Sulla bambina che non è stata rapita
A proposito della bambina che non era stata rapita, ma era in affido… Ieri se n’è occupato il programma della Rai: “Chi l’ha visto?”.
Queste sono le dichiarazioni dell’Archivio Antifascista dopo aver visto la trasmissione:
Come cominciò nella Germania nazista, la persecuzione degli antisociali e degli ebrei è cosa nota: a fare da apripista ai roghi degli squadristi in camicia bruna nonché alle misure poliziesche di regime fu la stampa nazionale che, dando grande risalto a fatti di cronaca nera, per anni mestò letteralmente nel torbido per costruire l’immagine dei parassiti subumani e degli estranei alla comunità che minacciavano la sana società germanica e la razza ariana.
Ebbene, ieri 23 ottobre 2013, su RaiTre, nel corso del programma “Chi l’ha visto?”, è andata in onda una puntata che sembrava confezionata direttamente negli uffici del dr. Goebbels, con cui – esattamente come negli anni Trenta – si è offerta sotto la veste di servizio pubblico un’operazione di autentica mistificazione razzista nei confronti del popolo rom.
Il pretesto, davvero ghiotto, è stata la vicenda della bambina bionda scoperta in una comunità rom in Grecia e immediatamente considerata “rapita” dalla famiglia che la ospitava. I media internazionali, senza alcun riguardo né per i diritti della bambina, né verso i diritti più elementari, si sono infatti subito scatenati contro i genitori adottivi, immediatamente sbattuti in galera e presentati come criminali, con tanto di foto segnaletiche, e gli “zingari” in generale, riproposti per l’ennesima volta come soggetti senza scrupoli, dediti al sequestro, allo sfruttamento, alla violenza contro i bambini e le donne.
La stessa leggenda che continua ad alimentare i pogrom e i provvedimenti antigitani, dall’Ungheria a Ponticelli, dalla Francia a Torino, nonostante gli allarmanti rapporti annuali delle associazioni internazionali che si occupano di diritti umani e di minoranze discriminate.

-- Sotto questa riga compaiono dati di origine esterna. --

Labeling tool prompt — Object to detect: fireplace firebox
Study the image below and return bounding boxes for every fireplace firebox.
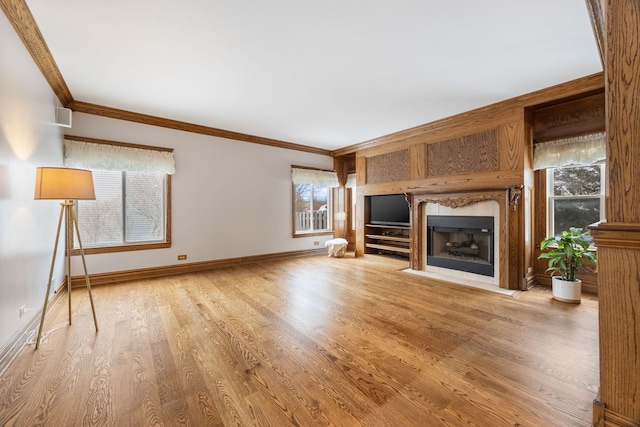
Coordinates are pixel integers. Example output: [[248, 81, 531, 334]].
[[427, 215, 494, 277]]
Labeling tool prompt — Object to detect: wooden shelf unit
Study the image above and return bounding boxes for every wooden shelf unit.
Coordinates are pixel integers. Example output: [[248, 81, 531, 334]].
[[365, 224, 411, 257]]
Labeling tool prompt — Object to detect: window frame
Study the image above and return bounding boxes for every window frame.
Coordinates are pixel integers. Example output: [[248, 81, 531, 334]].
[[546, 164, 605, 238], [68, 136, 172, 255], [291, 166, 334, 238]]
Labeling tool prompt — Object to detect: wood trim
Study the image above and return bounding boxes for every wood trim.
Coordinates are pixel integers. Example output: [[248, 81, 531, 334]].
[[69, 242, 171, 257], [589, 222, 640, 250], [332, 73, 604, 156], [65, 134, 174, 152], [599, 408, 640, 427], [585, 0, 605, 69], [291, 164, 335, 173], [69, 101, 331, 156], [0, 0, 73, 105], [534, 116, 605, 142], [533, 92, 606, 142], [69, 248, 326, 287], [359, 169, 524, 196]]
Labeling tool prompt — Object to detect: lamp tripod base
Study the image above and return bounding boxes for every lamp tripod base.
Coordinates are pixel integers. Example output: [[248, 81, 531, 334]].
[[35, 201, 98, 349]]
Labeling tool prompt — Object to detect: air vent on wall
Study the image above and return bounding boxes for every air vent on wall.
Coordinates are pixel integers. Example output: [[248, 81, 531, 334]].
[[55, 107, 72, 128]]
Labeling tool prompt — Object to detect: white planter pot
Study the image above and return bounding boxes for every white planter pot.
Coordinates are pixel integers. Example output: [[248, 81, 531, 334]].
[[552, 276, 582, 304]]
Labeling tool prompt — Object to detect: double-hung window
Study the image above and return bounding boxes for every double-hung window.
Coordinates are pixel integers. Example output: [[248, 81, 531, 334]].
[[547, 164, 605, 236], [64, 137, 175, 253], [291, 166, 339, 237], [534, 132, 606, 238]]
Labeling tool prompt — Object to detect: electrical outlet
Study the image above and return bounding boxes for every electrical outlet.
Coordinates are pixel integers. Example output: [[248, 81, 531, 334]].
[[314, 241, 320, 246], [178, 254, 187, 260], [19, 305, 25, 317]]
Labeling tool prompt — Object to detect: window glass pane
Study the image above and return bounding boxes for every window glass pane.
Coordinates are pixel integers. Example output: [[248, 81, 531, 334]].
[[77, 170, 123, 246], [293, 181, 331, 233], [294, 183, 312, 232], [313, 185, 329, 231], [553, 198, 601, 236], [125, 172, 165, 242], [553, 165, 601, 196]]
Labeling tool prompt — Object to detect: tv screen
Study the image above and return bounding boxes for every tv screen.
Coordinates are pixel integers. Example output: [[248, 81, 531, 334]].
[[370, 194, 410, 226]]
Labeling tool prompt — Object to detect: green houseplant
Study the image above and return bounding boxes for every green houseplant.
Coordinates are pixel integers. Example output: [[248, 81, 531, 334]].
[[538, 227, 597, 303]]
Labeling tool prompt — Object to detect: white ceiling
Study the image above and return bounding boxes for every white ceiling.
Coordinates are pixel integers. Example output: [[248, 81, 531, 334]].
[[26, 0, 602, 151]]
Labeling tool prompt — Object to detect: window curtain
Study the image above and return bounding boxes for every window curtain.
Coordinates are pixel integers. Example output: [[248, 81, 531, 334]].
[[291, 167, 339, 187], [533, 132, 606, 170], [64, 139, 176, 174], [345, 173, 356, 188]]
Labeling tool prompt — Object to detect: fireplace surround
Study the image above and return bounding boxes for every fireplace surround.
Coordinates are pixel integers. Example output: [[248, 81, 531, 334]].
[[409, 188, 524, 290]]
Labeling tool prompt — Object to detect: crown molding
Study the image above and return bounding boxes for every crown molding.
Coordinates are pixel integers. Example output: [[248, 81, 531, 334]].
[[68, 101, 331, 156]]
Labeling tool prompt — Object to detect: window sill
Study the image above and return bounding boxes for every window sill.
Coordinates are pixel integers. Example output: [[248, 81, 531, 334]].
[[293, 231, 334, 239], [541, 243, 598, 252], [70, 241, 171, 256]]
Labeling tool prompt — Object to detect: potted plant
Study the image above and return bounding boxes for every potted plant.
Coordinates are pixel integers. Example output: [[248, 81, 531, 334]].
[[538, 227, 597, 303]]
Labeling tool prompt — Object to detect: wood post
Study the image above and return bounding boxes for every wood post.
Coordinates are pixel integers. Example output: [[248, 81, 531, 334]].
[[589, 0, 640, 424]]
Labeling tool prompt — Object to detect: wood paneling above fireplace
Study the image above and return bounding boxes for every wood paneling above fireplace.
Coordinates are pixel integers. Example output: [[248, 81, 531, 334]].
[[426, 129, 498, 177], [366, 149, 410, 183]]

La storia televisiva, la regia e la conduzione di “Chi l’ha visto?” non sono certamente riconducibili a settori neonazisti o alla xenofobia leghista e grillina, ma il risultato è stato forse proprio per questo ancora più grave e colpevole, dal momento che alle dichiarate buone intenzioni e alla falsa coscienza democratica, è stata fatta seguire una quantità di stereotipi senza fondamento degni della “Difesa della razza”, mistificazioni a senso unico dei fatti e allusioni criminalizzanti, non meno gravi di chi incendia vigliaccamente i cosiddetti “campi nomadi” o aggredisce l’inerme mendicante per strada, oppure sparge veleno e ignoranza nel web attraverso la viltà asettica di una tastiera.
Per rafforzare e rendere autorevole l’impianto persecutorio, con un’ipocrisia davvero rara, si è quindi dato spazio alle dichiarazioni di poliziotti e inquietanti esponenti di un’associazione che “si occupa del problema”, senza un barlume di atteggiamento critico e deontologia professionale da parte della nota “giornalista” conduttrice, rispetto ad affermazioni indecenti e naziste come quella secondo cui la bambina sarebbe stata venduta ai rom “per migliorare il loro sangue, e quindi la loro razza”.

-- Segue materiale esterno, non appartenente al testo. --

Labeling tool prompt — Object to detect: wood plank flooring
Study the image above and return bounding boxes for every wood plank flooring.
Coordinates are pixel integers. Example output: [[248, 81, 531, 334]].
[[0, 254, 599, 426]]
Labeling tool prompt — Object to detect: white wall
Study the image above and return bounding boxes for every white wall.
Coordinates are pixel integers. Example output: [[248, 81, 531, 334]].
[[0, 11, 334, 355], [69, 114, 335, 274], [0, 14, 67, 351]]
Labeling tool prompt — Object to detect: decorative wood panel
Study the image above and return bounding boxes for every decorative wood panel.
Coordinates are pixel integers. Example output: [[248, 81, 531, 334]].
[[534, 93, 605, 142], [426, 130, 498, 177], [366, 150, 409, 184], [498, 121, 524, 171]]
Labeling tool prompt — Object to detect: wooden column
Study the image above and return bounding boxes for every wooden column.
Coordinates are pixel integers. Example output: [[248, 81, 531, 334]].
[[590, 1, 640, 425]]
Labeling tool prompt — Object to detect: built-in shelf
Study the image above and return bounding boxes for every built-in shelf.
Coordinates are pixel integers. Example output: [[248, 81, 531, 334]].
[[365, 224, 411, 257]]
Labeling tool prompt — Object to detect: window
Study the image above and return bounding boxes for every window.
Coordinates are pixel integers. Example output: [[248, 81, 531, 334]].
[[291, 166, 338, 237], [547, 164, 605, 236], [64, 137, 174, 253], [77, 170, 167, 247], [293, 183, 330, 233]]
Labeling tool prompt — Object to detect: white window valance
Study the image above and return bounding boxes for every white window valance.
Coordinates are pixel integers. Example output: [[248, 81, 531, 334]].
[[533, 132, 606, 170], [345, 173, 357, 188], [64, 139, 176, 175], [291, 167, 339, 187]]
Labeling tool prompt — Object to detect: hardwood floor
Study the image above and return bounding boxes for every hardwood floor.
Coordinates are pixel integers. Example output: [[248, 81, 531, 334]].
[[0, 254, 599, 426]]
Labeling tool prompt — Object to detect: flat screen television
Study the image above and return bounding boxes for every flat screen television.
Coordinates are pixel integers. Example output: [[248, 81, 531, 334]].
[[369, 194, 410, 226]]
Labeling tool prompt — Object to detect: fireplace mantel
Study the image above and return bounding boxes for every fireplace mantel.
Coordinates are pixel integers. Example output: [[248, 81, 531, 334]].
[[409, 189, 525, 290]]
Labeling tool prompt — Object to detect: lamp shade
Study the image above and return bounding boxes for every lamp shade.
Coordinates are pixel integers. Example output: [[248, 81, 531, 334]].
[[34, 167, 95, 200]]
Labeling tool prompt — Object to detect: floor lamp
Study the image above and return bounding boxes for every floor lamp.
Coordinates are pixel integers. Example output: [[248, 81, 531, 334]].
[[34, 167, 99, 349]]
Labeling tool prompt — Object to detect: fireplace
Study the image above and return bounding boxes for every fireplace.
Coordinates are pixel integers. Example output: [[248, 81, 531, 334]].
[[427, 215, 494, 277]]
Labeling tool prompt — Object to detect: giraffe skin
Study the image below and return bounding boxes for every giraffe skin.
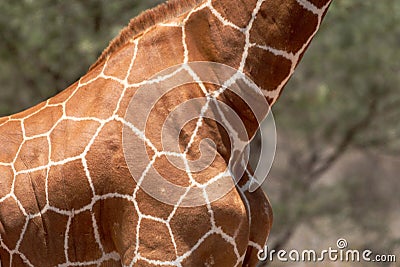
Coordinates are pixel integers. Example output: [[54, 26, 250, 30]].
[[0, 0, 332, 266]]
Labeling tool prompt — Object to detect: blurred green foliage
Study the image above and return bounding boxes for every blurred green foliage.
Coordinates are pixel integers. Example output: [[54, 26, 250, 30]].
[[265, 0, 400, 261], [0, 0, 161, 115], [277, 0, 400, 155]]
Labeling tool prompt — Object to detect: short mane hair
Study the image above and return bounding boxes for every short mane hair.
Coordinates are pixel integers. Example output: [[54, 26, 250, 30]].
[[90, 0, 203, 70]]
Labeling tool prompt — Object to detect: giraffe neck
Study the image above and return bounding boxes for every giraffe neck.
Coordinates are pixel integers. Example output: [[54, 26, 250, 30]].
[[178, 0, 333, 139], [184, 0, 332, 102], [75, 0, 333, 161]]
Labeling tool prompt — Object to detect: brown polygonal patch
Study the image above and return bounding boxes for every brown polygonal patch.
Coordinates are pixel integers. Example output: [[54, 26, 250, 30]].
[[121, 245, 136, 266], [181, 116, 230, 162], [0, 121, 23, 163], [133, 260, 155, 267], [49, 119, 100, 162], [19, 211, 68, 266], [14, 137, 49, 172], [24, 106, 63, 137], [191, 153, 228, 185], [211, 0, 258, 28], [100, 259, 122, 267], [68, 211, 103, 262], [0, 247, 10, 266], [153, 155, 191, 187], [185, 8, 245, 69], [307, 0, 330, 8], [243, 187, 273, 250], [212, 189, 248, 238], [14, 170, 47, 215], [135, 188, 174, 221], [128, 26, 184, 84], [180, 234, 237, 266], [100, 198, 138, 258], [92, 201, 118, 255], [0, 197, 26, 250], [138, 218, 176, 261], [113, 87, 139, 118], [47, 160, 93, 210], [143, 83, 206, 152], [204, 174, 236, 205], [103, 43, 137, 80], [169, 205, 211, 256], [250, 0, 319, 54], [122, 118, 157, 187], [216, 88, 259, 139], [86, 120, 136, 196], [0, 166, 13, 199], [245, 46, 292, 91], [65, 79, 124, 120], [9, 254, 27, 266]]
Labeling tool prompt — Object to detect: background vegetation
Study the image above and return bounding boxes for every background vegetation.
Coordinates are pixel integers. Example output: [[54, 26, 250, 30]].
[[260, 1, 400, 266], [0, 0, 162, 114], [0, 0, 398, 266]]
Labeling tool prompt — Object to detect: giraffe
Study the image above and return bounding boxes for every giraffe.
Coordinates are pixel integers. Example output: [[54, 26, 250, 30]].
[[0, 0, 332, 266]]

Un’affermazione persino paradossale, se si riflette un attimo che, proprio in nome della razza, gli “zingari” furono sterminati nei lager del porrajmos e continuano ad essere vittime di infinite “pulizie etniche”.

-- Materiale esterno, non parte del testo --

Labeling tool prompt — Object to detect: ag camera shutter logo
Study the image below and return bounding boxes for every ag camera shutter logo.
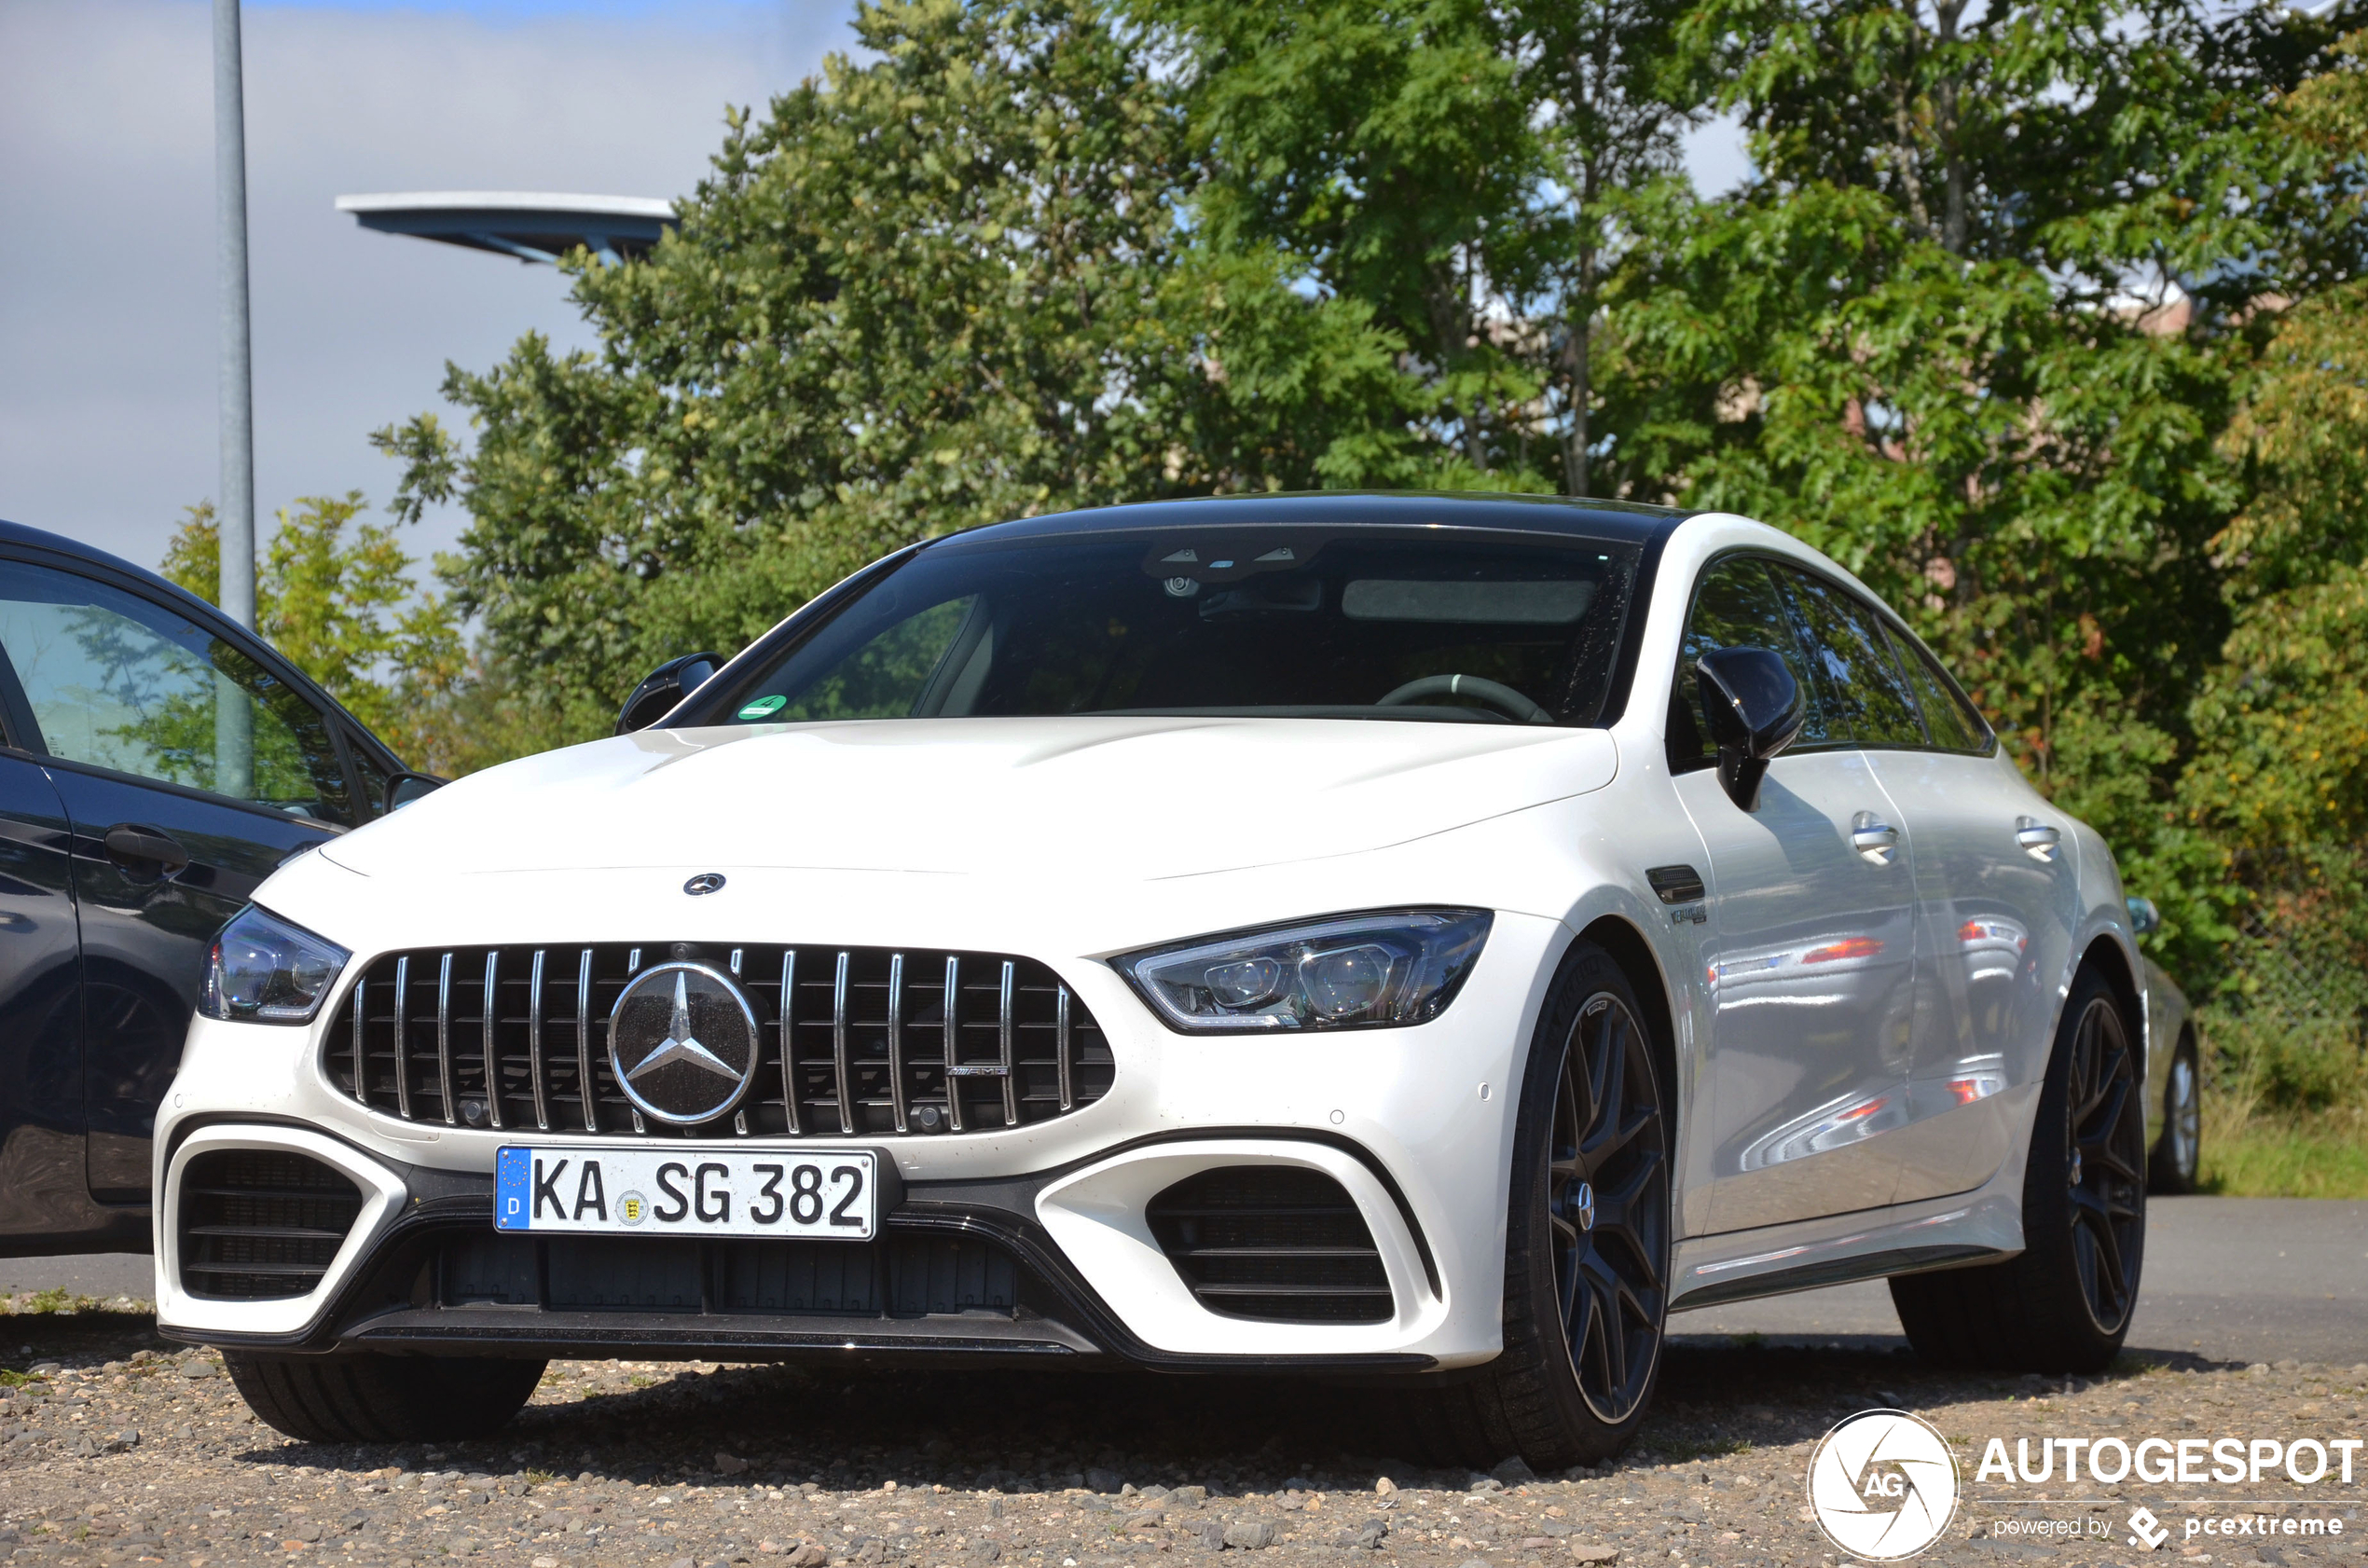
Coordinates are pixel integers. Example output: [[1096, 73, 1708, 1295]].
[[1807, 1410, 1962, 1561]]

In un momento in cui, sale una vera e propria caccia alle streghe contro i cittadini rom e sinti in Europa, “Chi l’ha visto?” in questo modo si è assunto una pesante responsabilità morale, soltanto per alzare l’audience e risultare gradito ad una maggioranza di divertiti spettatori, complici di una nuova offesa all’umanità e all’intelligenza, pronti a combattere i più poveri e i gruppi meno difesi dalle leggi statali, in nome di un ordine di cui abbiamo già conosciuto gli esiti.
Tutti e tutte coloro che, per etica personale o pratica solidale, da anni si battono, quotidianamente, per il superamento di ogni discriminazione, non possono che rivoltarsi contro simile orrore spettacolare, per di più veicolato dalla televisione pubblica, e i meccanismi politici dell’intolleranza e dell’odio razziale che certa informazione giustifica e istiga impunemente.